The applied part of subject device will not have direct contact with the human body, but the back enclosure of device can contact to patient during normal use. And the component materials of the subject device are identical to the corresponding component materials of the previously cleared devices (K202390) in formulation, processing, sterilization, and geometry, and no other chemicals have been added (e.g., plasticizers, fillers, color additives, cleaning agents, mold release agents).

Here is no change in biocompatibility since the previously cleared devices. Therefore, based on this information, the subject device can comply with the biocompatibility requirements of ISO 10993-5 (Cytotoxicity), ISO 10993-10 (Sensitization), and ISO 10993-23 (Irritation).

3) Usability Testing

Usability testing was conducted on KALA MINI 2.0, the device complies with IEC 62366-1 and IEC 60601-1-6.

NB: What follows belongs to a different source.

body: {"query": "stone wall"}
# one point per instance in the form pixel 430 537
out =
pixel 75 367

4) Software verification and validation testing

Software verification and validation testing were conducted and documentation was provided as recommended by FDA'S Guidance for Industry and FDA Staff, "Content of Premarket Submissions for Device Software Functions: Guidance for Industry and Food and Drug Administration Staff"

8.2 Clinical Performance

Clinical testing was not needed for this 510(k). The non-clinical performance testing described above is sufficient to support that the device can be used safely and effectively.

9. Final Conclusion：

The subject device is as safe, as effective, and performs as well as or better than the legally marketed predicate devices K242151, K232977 and K101716.